The choice to have **two separate slicers for month and year**, rather than implementing a date hierarchy, was made because the domain is centered around seasonal trends, so it is important to be able to filter by both independently.
- Mixing real historical data with synthetic app metadata required a few pragmatic assumptions in **affiliation and subscription logic**. As the dates of the user subscriptions and affiliation do not cover the whole date range of the observations dataset, we allow users to enter observations that happened prior to joining.
The logic of mapping affiliation to an observation is as follows: dates earlier than first affiliation date map to the earliest affiliation. Mapping subscription type to observations follows the same logic.
- Both `user_institution` and `user_subscription` in the OLTP DB are designed to not overwrite values upon change and are **implemented as SCD2**. In our fictional app, we want to tie an observation to an institution or subscription type.
- The choice to have both `pollinator_id` and `caste_id` in observations, and create a **`pollinator_caste`** table was conscious. One caste can be observed in many species, so it is a separate property of an observation. Yet the caste is also a property of the species, and the information about which pollinator–caste combinations are present in our database can be considered an entity of its own.
- **Locations** are a separate entity as there are only 500+ locations for 18K+ rows.
## Data
This project uses a combination of real ecological data and lightweight synthetic data added for the app context.
### Insect Observation Data (DOPI – Database of Pollinator Interactions)
The insect-observation data comes from the DOPI database:
https://www.sussex.ac.uk/lifesci/ebe/dopi/about.
It includes plant species, pollinator species, habitats, caste information, pollination evidence types, geographic coordinates, author names, etc.
This particular subset includes observations for two types of habitat only: urban and suburban.
### User Data (hybrid)
User records are partially derived from author names present in the DOPI dataset, as a way to tie the synthetic data to the real data.

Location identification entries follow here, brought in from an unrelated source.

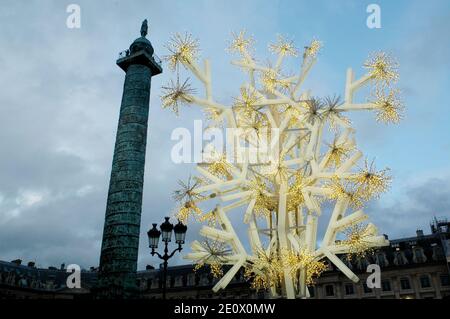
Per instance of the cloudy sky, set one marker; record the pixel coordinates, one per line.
(60, 93)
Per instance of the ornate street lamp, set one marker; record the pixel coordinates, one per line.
(166, 232)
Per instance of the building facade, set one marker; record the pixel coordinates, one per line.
(411, 268)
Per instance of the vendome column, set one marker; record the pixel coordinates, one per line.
(119, 253)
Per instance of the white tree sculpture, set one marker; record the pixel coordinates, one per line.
(281, 194)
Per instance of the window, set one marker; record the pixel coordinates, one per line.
(329, 290)
(425, 281)
(404, 283)
(445, 281)
(386, 285)
(349, 289)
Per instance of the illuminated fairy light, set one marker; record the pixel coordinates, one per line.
(241, 43)
(264, 271)
(183, 49)
(176, 94)
(313, 49)
(281, 200)
(284, 47)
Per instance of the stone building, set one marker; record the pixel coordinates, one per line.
(416, 267)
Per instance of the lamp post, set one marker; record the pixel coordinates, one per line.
(166, 229)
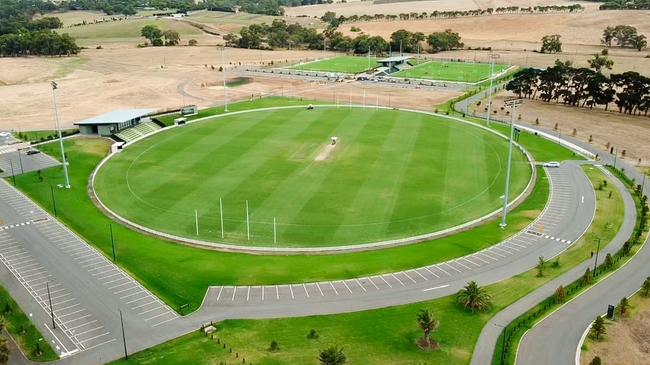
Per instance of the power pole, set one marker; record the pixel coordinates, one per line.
(513, 104)
(225, 90)
(493, 56)
(55, 86)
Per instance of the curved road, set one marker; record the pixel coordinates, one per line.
(88, 290)
(559, 332)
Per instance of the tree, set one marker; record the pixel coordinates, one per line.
(274, 347)
(609, 261)
(428, 324)
(596, 361)
(332, 355)
(152, 33)
(4, 351)
(600, 62)
(623, 306)
(540, 266)
(639, 42)
(560, 294)
(172, 38)
(551, 44)
(474, 298)
(586, 278)
(598, 327)
(444, 41)
(645, 287)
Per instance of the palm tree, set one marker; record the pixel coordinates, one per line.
(332, 355)
(596, 361)
(474, 298)
(428, 324)
(4, 351)
(646, 287)
(598, 328)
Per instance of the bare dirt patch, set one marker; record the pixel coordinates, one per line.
(622, 131)
(627, 340)
(165, 77)
(326, 152)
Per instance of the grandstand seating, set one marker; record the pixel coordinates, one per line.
(137, 131)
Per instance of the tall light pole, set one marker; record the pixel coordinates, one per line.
(513, 104)
(225, 89)
(58, 128)
(493, 56)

The names were taken from the “Authors” column of the DOPI dataset and trimmed to resemble full names.
Additional attributes (email, location, subscription history, institutional affiliation) are synthetic and added to support the fictional app scenario required by the assignment.
### Institution Data (synthetic)
Institutions and affiliation history are synthetic and exist to support user–institution relationships required for filtering and analytics in the fictional app.
## Analytical Queries
The OLAP warehouse schema reflects a set of fictional analytical questions for the insect-observation app. The repository includes a small set of OLTP and OLAP queries used to inspect the loaded data and illustrate the types of analyses the warehouse supports.
## How to Run
1. Create PostgreSQL OLTP and OLAP databases.
2. Run **OLTP schema → ETL1 → OLAP schema → FDW connection → ETL2** (see `03_sql/` folder).
3. Adjust CSV paths and connection credentials where indicated.
4. The Power BI report uses imported data and does not require a database connection.